ABOUT THE AUTHOR: Pam Muñoz Ryan, a New York Times Bestselling author, has written over forty books, including the novels Esperanza Rising, Becoming Naomi León, Riding Freedom, Paint the Wind, The Dreamer, and Echo. She is the author recipient of the National Education Association’s Civil and Human Rights Award, the Virginia Hamilton Literary Award for Multicultural Literature, the Newbery Honor for Children’s Literature, and is twice the recipient of the Pura Belpré Medal and the Willa Cather Award.
Other selected honors include the PEN USA Award, the Américas Award, the Boston Globe-Horn Book Honor, and the Orbis Pictus Award. She was born and raised in Bakersfield, California, (formerly Pam Bell) holds a bachelor’s and master’s degree from San Diego State University and lives near San Diego with her family.

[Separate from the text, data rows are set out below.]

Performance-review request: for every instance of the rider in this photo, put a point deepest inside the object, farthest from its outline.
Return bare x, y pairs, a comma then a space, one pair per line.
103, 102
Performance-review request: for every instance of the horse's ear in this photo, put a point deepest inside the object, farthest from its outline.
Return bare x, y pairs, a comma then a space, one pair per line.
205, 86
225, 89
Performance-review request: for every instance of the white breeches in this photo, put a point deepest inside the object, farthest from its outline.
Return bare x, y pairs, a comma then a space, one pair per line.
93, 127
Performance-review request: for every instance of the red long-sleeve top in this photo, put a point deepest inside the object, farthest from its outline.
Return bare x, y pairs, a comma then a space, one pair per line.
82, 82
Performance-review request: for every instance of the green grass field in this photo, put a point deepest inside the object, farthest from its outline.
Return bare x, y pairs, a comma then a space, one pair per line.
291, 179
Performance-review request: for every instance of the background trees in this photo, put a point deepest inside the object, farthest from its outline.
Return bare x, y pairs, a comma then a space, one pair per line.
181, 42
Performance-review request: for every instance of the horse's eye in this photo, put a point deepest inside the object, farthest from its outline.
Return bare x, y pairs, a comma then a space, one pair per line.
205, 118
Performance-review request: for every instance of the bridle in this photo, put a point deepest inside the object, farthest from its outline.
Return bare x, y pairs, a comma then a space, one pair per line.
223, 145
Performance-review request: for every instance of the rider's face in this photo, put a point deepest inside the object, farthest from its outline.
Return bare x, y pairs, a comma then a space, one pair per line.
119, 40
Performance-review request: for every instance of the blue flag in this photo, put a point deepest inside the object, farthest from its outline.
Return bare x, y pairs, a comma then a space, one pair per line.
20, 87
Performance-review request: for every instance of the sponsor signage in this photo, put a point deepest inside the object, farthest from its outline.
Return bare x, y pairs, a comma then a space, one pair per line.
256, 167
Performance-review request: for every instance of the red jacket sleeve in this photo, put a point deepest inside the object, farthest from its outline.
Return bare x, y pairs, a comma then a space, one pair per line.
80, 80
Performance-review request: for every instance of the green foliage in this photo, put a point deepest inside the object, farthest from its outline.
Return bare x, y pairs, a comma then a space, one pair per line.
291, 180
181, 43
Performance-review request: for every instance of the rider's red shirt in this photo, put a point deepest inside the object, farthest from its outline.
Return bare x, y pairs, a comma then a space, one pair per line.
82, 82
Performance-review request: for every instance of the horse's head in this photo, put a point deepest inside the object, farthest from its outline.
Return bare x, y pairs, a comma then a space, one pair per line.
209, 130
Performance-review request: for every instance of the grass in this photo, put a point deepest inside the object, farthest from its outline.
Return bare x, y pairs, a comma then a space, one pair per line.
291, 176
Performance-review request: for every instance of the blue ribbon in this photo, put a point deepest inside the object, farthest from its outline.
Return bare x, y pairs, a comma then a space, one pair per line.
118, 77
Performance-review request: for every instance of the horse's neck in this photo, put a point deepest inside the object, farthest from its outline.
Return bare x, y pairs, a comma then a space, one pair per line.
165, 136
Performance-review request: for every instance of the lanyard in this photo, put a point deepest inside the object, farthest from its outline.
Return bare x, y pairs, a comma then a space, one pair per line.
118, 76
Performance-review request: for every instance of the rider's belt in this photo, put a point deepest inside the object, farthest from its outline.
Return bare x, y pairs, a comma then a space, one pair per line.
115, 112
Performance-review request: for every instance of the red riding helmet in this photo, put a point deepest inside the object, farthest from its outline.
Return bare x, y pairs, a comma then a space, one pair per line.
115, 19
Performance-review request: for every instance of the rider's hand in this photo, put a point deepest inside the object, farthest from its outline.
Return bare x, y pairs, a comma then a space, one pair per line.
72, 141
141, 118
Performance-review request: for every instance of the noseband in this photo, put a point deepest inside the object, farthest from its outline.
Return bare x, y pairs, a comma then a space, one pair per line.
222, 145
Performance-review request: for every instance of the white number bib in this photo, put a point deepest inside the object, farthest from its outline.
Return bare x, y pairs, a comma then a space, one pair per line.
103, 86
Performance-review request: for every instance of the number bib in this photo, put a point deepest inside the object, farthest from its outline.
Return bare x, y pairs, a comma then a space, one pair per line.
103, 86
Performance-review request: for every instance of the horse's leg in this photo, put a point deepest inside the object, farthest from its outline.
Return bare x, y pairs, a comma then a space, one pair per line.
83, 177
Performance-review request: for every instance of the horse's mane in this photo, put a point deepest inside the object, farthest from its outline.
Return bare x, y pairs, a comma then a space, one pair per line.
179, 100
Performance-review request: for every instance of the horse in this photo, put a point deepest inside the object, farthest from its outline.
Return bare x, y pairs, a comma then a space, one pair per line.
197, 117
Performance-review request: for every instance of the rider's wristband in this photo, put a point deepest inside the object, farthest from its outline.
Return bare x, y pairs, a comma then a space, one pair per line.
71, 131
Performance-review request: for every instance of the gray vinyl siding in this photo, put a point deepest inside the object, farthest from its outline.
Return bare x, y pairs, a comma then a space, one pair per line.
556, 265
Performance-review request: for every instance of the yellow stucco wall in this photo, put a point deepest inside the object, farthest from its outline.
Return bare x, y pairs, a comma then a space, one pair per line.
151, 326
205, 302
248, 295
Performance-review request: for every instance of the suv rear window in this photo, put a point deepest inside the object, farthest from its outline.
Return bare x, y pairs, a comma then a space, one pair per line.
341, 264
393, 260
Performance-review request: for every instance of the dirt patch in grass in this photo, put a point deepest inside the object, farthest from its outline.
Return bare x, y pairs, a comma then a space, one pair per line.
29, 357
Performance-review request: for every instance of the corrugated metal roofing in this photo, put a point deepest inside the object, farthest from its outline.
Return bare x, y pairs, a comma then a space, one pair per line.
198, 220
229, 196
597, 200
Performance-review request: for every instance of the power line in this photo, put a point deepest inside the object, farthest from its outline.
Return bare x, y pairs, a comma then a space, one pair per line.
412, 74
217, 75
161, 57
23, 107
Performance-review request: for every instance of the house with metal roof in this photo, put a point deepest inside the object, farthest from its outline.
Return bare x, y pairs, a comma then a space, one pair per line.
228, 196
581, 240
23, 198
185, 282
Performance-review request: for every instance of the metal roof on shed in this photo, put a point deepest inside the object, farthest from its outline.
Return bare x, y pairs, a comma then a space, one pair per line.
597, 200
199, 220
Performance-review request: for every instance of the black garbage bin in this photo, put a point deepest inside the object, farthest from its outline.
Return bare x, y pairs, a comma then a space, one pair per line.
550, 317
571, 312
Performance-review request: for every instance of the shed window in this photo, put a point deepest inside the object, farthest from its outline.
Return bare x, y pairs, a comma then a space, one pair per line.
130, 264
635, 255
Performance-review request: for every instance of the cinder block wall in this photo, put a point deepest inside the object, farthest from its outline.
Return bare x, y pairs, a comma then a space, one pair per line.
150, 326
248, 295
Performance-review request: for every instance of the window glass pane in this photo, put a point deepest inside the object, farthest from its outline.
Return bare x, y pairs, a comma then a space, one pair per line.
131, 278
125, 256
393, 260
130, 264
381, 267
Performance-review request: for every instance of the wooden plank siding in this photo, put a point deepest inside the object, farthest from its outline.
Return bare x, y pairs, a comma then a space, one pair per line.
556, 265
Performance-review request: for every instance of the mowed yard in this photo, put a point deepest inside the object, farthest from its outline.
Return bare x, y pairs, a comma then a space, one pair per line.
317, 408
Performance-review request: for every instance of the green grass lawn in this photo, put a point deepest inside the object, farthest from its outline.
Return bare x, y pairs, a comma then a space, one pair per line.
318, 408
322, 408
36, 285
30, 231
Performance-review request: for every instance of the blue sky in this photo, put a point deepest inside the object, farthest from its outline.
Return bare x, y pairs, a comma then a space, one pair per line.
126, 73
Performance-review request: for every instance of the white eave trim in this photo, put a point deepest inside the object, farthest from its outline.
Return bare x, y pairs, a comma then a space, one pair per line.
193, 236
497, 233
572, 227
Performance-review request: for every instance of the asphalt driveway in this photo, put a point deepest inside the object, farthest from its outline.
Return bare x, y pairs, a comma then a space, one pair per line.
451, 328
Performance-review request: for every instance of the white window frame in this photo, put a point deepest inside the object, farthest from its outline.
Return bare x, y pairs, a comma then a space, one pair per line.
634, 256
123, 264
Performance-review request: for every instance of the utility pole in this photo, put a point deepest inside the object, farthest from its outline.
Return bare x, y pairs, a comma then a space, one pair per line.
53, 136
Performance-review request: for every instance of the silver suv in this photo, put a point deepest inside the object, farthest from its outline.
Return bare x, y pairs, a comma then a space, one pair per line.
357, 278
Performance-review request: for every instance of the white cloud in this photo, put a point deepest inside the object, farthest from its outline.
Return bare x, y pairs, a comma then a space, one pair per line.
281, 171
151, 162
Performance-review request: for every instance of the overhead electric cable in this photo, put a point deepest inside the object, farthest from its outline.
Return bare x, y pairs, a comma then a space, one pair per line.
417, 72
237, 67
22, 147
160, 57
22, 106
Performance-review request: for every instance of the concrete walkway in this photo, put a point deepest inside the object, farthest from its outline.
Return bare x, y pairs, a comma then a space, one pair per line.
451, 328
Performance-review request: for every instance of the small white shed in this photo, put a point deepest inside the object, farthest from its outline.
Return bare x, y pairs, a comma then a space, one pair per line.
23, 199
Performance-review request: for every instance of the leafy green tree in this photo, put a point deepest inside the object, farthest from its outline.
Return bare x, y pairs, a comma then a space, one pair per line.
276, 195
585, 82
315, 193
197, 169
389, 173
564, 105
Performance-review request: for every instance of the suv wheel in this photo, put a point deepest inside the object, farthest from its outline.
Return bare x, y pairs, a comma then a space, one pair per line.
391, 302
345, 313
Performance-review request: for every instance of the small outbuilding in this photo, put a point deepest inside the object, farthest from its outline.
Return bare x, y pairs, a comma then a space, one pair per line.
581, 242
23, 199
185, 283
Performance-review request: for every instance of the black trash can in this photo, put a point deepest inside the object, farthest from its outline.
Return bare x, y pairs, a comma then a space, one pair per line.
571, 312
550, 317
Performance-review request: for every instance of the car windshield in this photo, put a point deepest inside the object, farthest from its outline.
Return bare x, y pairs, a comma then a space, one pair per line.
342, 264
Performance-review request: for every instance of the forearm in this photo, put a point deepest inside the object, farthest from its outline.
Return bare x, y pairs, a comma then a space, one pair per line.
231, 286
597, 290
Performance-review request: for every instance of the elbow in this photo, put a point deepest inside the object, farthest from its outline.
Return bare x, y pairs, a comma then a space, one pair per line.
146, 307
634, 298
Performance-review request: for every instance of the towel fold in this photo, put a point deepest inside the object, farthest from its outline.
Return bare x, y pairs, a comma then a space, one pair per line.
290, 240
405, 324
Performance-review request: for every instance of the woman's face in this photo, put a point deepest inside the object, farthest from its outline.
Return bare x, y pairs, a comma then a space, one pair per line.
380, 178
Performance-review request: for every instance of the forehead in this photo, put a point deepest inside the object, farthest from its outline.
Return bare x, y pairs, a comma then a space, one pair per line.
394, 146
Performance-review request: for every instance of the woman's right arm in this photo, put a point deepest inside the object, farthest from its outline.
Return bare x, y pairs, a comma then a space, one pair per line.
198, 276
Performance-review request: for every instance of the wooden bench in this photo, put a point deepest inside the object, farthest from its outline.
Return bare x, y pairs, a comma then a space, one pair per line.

Educator Guide from Vamos a Leer blog: https://teachinglatinamericathroughliterature.wordpress.com/october-2012-the-dreamer/
BookPage interview: https://bookpage.com/interviews/8572-pam-munoz-ryan#.VvNk4KsbRoM
Language Arts Journal of Michigan article: http://scholarworks.gvsu.edu/cgi/viewcontent.cgi?article=1079&context=lajm
TeachingBooks.net Guest Blog: http://forum.teachingbooks.net/2010/05/guest-blogger-pam-munoz-ryan/
Cecilia Cackley is a performing artist and children’s bookseller based in Washington DC where she creates puppet theater for adults and teaches playwriting and creative drama to children. Her bilingual children’s plays have been produced by GALA Hispanic Theatre and her interests in bilingual education, literacy, and immigrant advocacy all tend to find their way into her theatrical work. You can find more of her work at www.witsendpuppets.com.
I agree! This little book is beautiful in every sense of the word. In this celebration of Neruda, Pam Muñoz Ryan proves herself a poet, too.